Deixa
Fiquei pensativo, claro, com tamanha deseducação, faça justiça comigo, passado é passado, certo? Então vá-se à merda. Desejam merda no teatro como sinal de simpatia, para que dê tudo certo. Cá entre nós, você com essa má-criação me deixou aflito um dia inteiro, mas na madrugada troquei o sono pela ideia e a sua chochice por inspiração. Sua pena pelo meu perdão.
Suspirei chateado, sentado, em frente ao espelho, ali, de frente pro crime, meu crime. Espantei-me com autocrítica.
Há efeito, quando digo a mim mesmo, palavras ríspidas e paternas. Enclino-me para ouvir o meu outro eu.
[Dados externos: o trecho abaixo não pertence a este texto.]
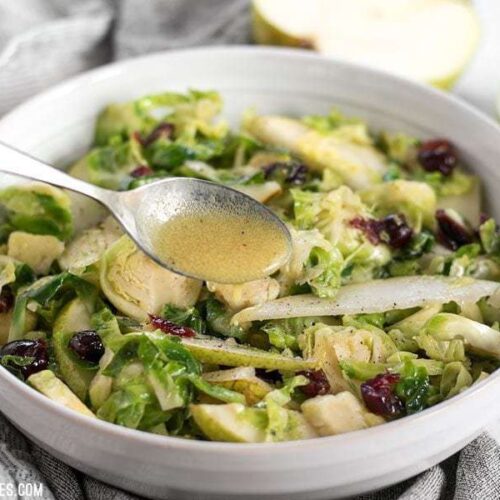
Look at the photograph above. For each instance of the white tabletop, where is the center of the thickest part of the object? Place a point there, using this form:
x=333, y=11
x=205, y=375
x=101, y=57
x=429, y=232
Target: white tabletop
x=480, y=84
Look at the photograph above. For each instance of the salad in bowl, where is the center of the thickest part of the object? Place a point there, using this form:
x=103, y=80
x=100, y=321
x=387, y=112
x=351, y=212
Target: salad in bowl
x=389, y=303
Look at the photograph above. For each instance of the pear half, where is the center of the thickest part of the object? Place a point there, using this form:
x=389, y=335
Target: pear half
x=426, y=40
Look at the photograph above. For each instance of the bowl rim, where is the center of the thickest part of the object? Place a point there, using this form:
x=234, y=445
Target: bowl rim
x=168, y=442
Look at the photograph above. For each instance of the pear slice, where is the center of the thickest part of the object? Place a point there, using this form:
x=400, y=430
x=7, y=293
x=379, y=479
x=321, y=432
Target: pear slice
x=234, y=423
x=228, y=353
x=241, y=379
x=47, y=383
x=239, y=424
x=428, y=40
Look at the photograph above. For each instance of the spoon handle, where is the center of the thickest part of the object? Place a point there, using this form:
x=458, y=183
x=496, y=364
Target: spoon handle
x=18, y=163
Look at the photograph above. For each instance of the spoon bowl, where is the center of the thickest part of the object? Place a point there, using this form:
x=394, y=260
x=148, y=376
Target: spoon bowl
x=143, y=211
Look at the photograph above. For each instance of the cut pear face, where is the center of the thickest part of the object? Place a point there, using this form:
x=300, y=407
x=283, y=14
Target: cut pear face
x=224, y=352
x=243, y=380
x=428, y=40
x=231, y=423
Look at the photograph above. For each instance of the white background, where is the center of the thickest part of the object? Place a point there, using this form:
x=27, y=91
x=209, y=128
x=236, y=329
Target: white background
x=480, y=84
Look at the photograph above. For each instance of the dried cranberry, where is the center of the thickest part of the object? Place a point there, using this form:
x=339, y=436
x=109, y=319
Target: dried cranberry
x=371, y=227
x=398, y=232
x=141, y=171
x=6, y=300
x=297, y=174
x=162, y=131
x=378, y=395
x=438, y=155
x=271, y=376
x=35, y=349
x=167, y=326
x=87, y=345
x=452, y=233
x=318, y=383
x=293, y=173
x=392, y=230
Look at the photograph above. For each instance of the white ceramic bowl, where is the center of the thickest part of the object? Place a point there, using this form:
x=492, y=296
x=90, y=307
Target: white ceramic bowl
x=57, y=126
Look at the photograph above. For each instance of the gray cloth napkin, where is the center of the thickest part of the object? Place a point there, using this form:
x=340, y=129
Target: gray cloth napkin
x=45, y=41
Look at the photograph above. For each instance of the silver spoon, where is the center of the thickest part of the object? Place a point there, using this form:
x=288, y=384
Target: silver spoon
x=140, y=211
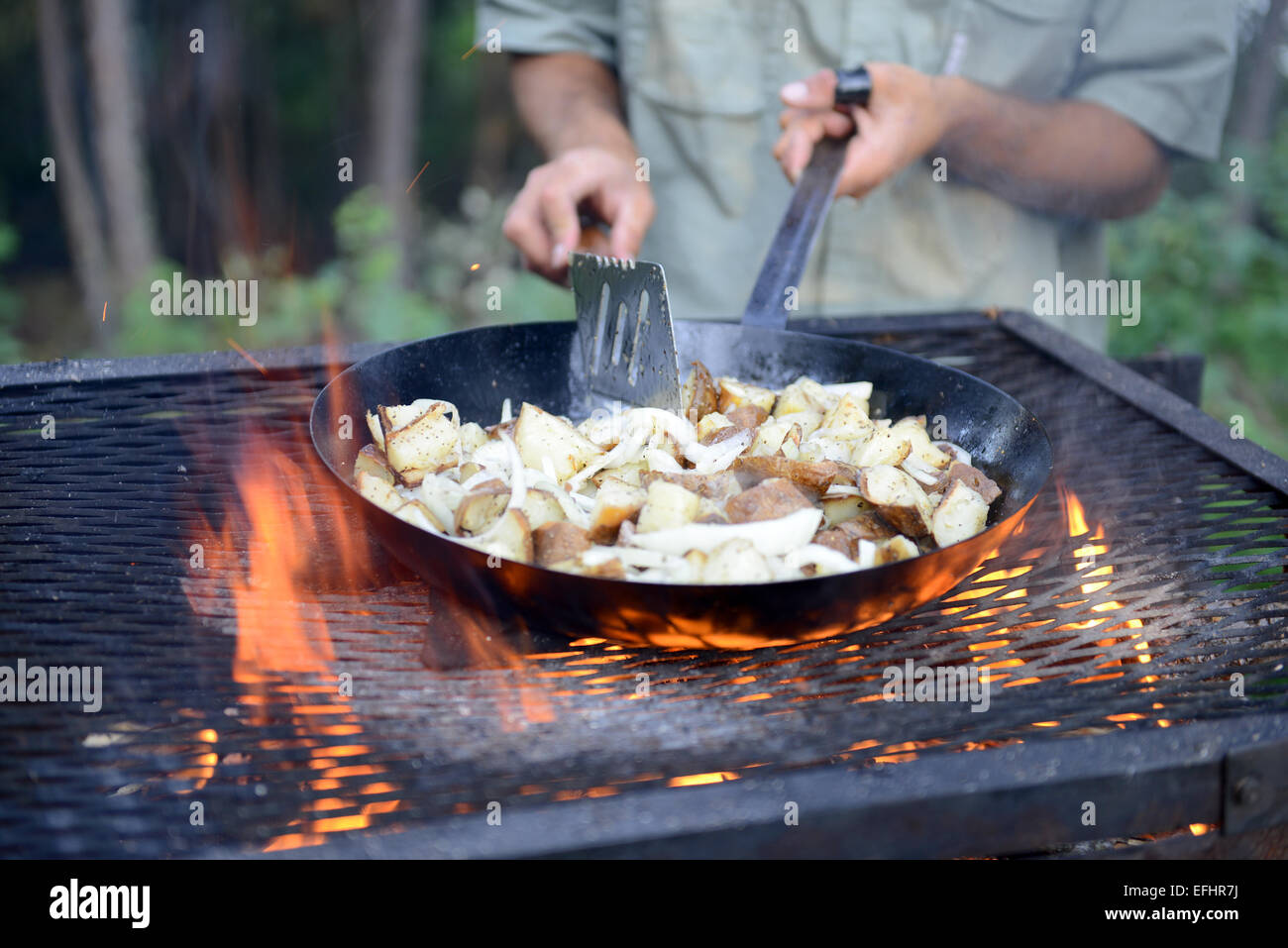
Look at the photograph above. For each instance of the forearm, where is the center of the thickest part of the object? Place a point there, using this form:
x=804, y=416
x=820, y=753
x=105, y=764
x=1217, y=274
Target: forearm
x=570, y=101
x=1063, y=158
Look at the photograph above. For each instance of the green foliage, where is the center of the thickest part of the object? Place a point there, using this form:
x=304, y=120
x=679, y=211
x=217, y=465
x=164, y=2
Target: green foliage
x=11, y=350
x=1215, y=281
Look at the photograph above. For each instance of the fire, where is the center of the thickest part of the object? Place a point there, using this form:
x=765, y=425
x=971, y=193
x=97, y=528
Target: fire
x=283, y=554
x=1086, y=563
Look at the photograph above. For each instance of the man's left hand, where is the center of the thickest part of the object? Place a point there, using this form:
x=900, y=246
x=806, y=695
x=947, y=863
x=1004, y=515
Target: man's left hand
x=903, y=121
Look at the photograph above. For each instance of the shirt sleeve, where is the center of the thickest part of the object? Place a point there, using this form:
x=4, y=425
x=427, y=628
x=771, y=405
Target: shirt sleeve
x=1170, y=71
x=552, y=26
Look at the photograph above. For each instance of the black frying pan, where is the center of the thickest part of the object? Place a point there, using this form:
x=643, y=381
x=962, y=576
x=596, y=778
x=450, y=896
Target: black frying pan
x=541, y=364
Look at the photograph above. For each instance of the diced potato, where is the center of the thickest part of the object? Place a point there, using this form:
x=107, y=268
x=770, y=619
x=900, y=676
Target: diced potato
x=804, y=394
x=735, y=562
x=377, y=491
x=734, y=393
x=724, y=434
x=394, y=416
x=511, y=539
x=373, y=462
x=377, y=434
x=913, y=430
x=767, y=501
x=819, y=449
x=616, y=501
x=885, y=446
x=717, y=487
x=419, y=514
x=861, y=390
x=769, y=440
x=709, y=511
x=473, y=437
x=480, y=510
x=540, y=434
x=711, y=424
x=896, y=549
x=668, y=505
x=558, y=541
x=632, y=473
x=699, y=395
x=812, y=476
x=747, y=415
x=541, y=507
x=840, y=509
x=807, y=421
x=867, y=526
x=428, y=443
x=836, y=540
x=960, y=515
x=898, y=497
x=848, y=419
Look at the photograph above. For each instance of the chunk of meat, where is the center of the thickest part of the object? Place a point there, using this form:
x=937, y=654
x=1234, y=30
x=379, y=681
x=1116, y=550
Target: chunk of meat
x=974, y=478
x=867, y=526
x=699, y=395
x=558, y=541
x=767, y=501
x=717, y=487
x=721, y=434
x=747, y=415
x=811, y=476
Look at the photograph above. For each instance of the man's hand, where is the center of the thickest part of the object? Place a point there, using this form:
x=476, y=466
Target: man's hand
x=1068, y=156
x=902, y=123
x=544, y=219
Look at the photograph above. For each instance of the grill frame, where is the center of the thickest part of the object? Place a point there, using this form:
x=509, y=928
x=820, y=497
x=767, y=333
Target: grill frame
x=1146, y=782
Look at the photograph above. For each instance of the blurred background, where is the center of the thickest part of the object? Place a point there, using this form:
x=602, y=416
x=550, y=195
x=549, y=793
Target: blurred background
x=230, y=162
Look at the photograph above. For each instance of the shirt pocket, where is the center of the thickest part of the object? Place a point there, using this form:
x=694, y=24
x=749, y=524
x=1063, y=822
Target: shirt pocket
x=1029, y=48
x=698, y=56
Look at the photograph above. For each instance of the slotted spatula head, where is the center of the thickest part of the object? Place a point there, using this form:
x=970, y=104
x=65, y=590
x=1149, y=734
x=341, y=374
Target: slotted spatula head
x=623, y=321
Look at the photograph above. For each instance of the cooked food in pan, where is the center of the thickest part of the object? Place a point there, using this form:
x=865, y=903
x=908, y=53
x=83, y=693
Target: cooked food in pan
x=747, y=485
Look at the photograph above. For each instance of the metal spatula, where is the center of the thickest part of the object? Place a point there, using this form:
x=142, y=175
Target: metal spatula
x=623, y=322
x=623, y=318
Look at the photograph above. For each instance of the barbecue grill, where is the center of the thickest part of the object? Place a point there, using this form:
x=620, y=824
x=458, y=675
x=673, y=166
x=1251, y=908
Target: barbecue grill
x=1133, y=633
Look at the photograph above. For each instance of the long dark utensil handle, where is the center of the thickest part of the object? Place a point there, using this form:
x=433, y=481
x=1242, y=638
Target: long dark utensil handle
x=785, y=263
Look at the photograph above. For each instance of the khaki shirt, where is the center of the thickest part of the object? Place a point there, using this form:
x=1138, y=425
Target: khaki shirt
x=700, y=81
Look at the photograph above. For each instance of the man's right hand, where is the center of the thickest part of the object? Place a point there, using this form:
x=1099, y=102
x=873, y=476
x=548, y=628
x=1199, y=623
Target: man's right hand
x=544, y=220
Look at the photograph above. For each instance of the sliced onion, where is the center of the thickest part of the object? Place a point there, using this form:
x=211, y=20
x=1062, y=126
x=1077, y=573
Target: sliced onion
x=661, y=460
x=822, y=557
x=769, y=537
x=708, y=459
x=957, y=451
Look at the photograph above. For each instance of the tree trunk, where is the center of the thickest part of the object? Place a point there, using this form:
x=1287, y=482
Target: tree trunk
x=395, y=55
x=120, y=147
x=71, y=181
x=1253, y=120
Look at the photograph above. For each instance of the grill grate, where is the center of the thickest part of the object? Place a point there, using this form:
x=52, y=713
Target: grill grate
x=1181, y=565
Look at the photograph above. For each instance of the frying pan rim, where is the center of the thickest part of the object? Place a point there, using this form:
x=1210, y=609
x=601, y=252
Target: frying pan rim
x=874, y=572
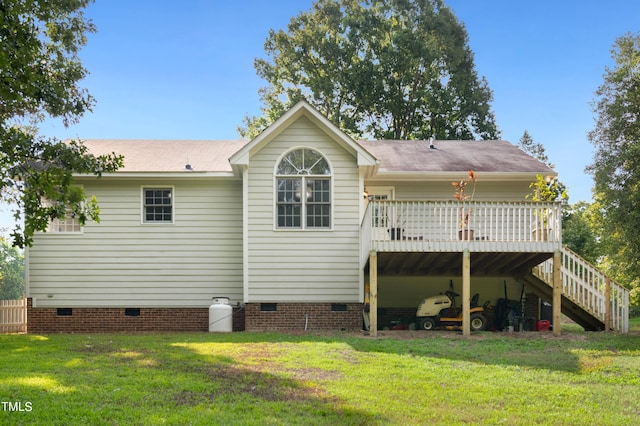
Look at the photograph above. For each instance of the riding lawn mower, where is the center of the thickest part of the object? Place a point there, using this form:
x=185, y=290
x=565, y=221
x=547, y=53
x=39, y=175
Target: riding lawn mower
x=441, y=311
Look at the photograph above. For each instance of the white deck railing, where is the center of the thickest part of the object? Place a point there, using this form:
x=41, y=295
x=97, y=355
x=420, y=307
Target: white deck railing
x=411, y=225
x=586, y=286
x=13, y=316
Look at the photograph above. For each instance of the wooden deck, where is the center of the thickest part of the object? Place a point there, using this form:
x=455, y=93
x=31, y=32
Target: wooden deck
x=490, y=238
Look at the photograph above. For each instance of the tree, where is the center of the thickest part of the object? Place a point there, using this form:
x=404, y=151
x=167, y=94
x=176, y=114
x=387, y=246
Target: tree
x=534, y=149
x=40, y=73
x=616, y=163
x=580, y=231
x=390, y=69
x=11, y=272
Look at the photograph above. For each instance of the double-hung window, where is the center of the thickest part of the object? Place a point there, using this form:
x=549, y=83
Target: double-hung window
x=157, y=205
x=303, y=191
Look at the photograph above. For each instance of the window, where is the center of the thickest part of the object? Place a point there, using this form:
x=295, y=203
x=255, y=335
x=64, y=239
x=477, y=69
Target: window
x=157, y=205
x=303, y=186
x=67, y=225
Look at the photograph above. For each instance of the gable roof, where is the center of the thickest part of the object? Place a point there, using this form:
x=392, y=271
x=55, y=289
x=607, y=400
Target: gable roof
x=168, y=156
x=303, y=109
x=417, y=157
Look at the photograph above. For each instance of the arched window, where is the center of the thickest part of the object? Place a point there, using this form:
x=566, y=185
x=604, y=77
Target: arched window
x=303, y=182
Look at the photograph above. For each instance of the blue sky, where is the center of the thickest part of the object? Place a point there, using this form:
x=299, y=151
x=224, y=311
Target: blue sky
x=184, y=70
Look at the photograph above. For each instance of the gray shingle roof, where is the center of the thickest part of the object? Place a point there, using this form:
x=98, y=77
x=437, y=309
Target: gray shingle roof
x=169, y=155
x=450, y=156
x=394, y=156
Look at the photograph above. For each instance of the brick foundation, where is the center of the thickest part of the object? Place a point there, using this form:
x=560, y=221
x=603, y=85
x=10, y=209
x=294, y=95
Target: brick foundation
x=298, y=316
x=105, y=320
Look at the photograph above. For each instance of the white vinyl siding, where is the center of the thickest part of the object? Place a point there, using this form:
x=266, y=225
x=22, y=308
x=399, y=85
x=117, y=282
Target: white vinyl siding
x=124, y=263
x=298, y=265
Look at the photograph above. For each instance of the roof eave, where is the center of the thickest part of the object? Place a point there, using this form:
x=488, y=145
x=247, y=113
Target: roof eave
x=434, y=176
Mas é tão-somente para ripostar, sei.
Me tenho por bom, tendo minha alma para cuidar, cominuo a maldade humana que também me arrasa. Mas me tomo por mau, me sinto mal, refalsado e bajulador, quando fico ali, simplório, assistindo a minha esporádica sessão de tortura, enquanto meu carrasco esmiuçando o passado de um eu que já nem eu sou, me humilha; sou réu nesse tribunal de exceção.
A benção do perdão é para todos. Perdão não prescreve.
Vá com Deus! O rancor ainda está ali.
Estou mantendo meu nível de cinismo e sei lá mais o quê que me sustenta, segundo sua murcha teoria sobre mim? Se ao menos eu não tivesse culpa alguma, na memória, tudo bem, nem ligava, mas fazer isso que você faz é direito?
É dizer que não presto, que sou insensível, que sou burro, como penso, como mudo, como falo, como sou, que eu isso e aquilo, um inferno com minhas emoções; o bom disso, é que só acredito em ti quando dizes que contar contigo não posso. Oblitera meu exemplo. Não te odeio, nem nada, só não me encha mais o saco com isso. Tô de lado contigo.
Eu cansei. Tu cansaste. Nós descansaremos.
A gota d'água fura a pedra.
De boa-fé!
E tirando o platonismo de lado, sim, posso ser uma figura híbrida, que supera o heroísmo juvenil e ora com amor. Na língua, no verso. Oprimido e exaltado pelo universo de palavras que paulatinamente sedimentaram destinos à minha volta.
Eu olvido. Tu olvidas. Nós olvidamos.
A moldura da vida é viver.
De belezas e nãos.
Paradoxalmente, de ti serei eternamente grato e ingrato.
Mas pra evitar, pra evitar mesmo, não me chama não, tá?!
Nem pra sacanear, nem pra perdoar. Deixa tudo assim, deixa.
Se perco esse minúsculo tempo dedicando-lhe essas breves palavras, é para que tu te revistas de desapego. Sem mais.
Eu mosco. Tu moscas. Nós moscamos.
Uma mão lava a outra.
Isso não é crônica, é antes uma esputação!